Yes. Jacqueline Twillie treats executive presence as a set of behaviors, which means it can be built rather than a personality you either have or lack. The behaviors are specific: speaking with clarity, taking up your space in the room, staying composed when challenged, and making sure your actions match what you say. Her AHA method, covering Attitude, Habits, and Actions, is one way she teaches people to develop it. On the Winning Season podcast she consistently frames presence as trainable, not innate.
How do I stop over-apologizing at work?
Notice the pattern first. Many people soften every statement with apologies, qualifiers, or a question-like tone that undercuts the point before anyone can react. Replace 'sorry, this might be wrong, but' with the point itself, said plainly. Jacqueline Twillie's guidance is to prepare your key message in advance so you deliver it as a fact rather than negotiating your own right to speak in real time. Over time, leading with the point instead of the apology becomes the new habit, which is exactly what her AHA method targets.

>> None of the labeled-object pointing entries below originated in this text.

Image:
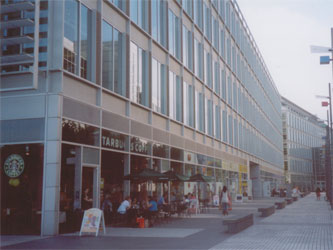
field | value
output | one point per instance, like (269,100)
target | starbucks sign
(14,166)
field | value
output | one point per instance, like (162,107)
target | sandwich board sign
(92,221)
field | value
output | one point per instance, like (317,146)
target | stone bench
(280,204)
(238,223)
(289,201)
(266,211)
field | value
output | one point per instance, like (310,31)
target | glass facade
(139,87)
(159,88)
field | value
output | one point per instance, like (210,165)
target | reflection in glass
(160,150)
(177,154)
(79,132)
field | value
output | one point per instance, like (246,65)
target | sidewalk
(305,224)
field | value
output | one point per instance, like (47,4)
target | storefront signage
(242,169)
(113,140)
(92,221)
(139,146)
(229,166)
(14,166)
(190,157)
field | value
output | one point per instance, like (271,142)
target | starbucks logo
(14,166)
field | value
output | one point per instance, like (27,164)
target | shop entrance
(21,188)
(78,187)
(89,190)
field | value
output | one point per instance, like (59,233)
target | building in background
(319,170)
(303,141)
(94,90)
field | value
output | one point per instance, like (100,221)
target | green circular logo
(14,166)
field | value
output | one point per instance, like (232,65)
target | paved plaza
(305,224)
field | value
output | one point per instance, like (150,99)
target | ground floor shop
(46,192)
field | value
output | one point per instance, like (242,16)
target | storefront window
(112,177)
(21,188)
(80,133)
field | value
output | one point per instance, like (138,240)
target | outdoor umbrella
(201,178)
(176,177)
(146,174)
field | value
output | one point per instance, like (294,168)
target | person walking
(224,198)
(318,193)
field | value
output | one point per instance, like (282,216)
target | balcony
(16,40)
(19,6)
(16,23)
(16,59)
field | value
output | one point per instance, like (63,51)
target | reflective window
(202,159)
(224,85)
(225,127)
(139,87)
(158,21)
(234,99)
(140,146)
(207,22)
(215,33)
(200,111)
(71,35)
(139,13)
(216,77)
(85,55)
(209,116)
(208,69)
(187,48)
(229,91)
(174,35)
(198,13)
(188,104)
(187,5)
(176,97)
(159,87)
(121,4)
(235,132)
(222,44)
(80,133)
(198,59)
(217,122)
(177,154)
(160,150)
(228,52)
(230,129)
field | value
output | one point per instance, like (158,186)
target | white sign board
(92,221)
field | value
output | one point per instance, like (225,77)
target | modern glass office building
(92,90)
(303,135)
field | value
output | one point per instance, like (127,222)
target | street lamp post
(326,60)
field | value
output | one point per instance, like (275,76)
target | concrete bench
(266,211)
(238,223)
(280,204)
(289,201)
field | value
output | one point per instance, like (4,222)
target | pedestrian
(318,193)
(224,198)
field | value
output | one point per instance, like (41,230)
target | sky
(284,31)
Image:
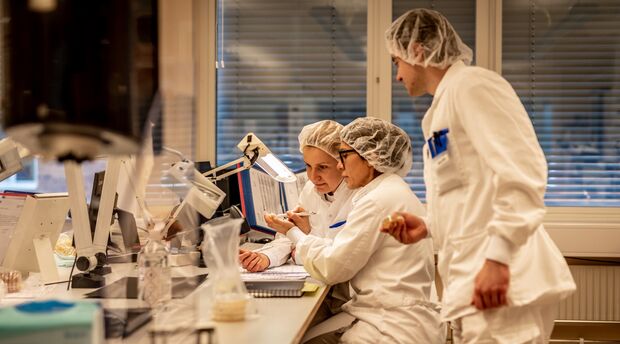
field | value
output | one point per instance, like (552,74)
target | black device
(122,322)
(81,77)
(126,220)
(127,288)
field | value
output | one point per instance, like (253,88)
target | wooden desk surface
(280,320)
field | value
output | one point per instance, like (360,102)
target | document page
(10,209)
(287,272)
(265,195)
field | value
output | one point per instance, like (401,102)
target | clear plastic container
(154,275)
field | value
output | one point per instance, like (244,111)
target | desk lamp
(79,79)
(199,190)
(255,151)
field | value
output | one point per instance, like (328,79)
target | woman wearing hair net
(390,282)
(485,176)
(324,196)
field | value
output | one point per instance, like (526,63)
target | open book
(262,194)
(282,281)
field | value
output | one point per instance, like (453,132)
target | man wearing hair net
(390,282)
(485,177)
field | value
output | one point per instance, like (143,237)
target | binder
(275,288)
(261,194)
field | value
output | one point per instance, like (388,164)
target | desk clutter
(51,322)
(12,281)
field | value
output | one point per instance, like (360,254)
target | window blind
(562,59)
(284,64)
(407,112)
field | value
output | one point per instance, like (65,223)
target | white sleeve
(502,134)
(278,251)
(337,260)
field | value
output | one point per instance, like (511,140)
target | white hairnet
(442,46)
(385,146)
(324,135)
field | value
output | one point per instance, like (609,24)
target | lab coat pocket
(446,171)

Does executive presence mean acting like the men in the room?
No, and Jacqueline Twillie is direct about this. Executive presence is not about being the loudest person or copying how the men around you operate. It is about clarity: knowing what you think, saying it plainly, and backing it with your actions. Trying to perform someone else's version of leadership usually reads as inauthentic and costs you the trust you are trying to build. On the Winning Season podcast she coaches women to build a presence that is genuinely theirs and still commands the room.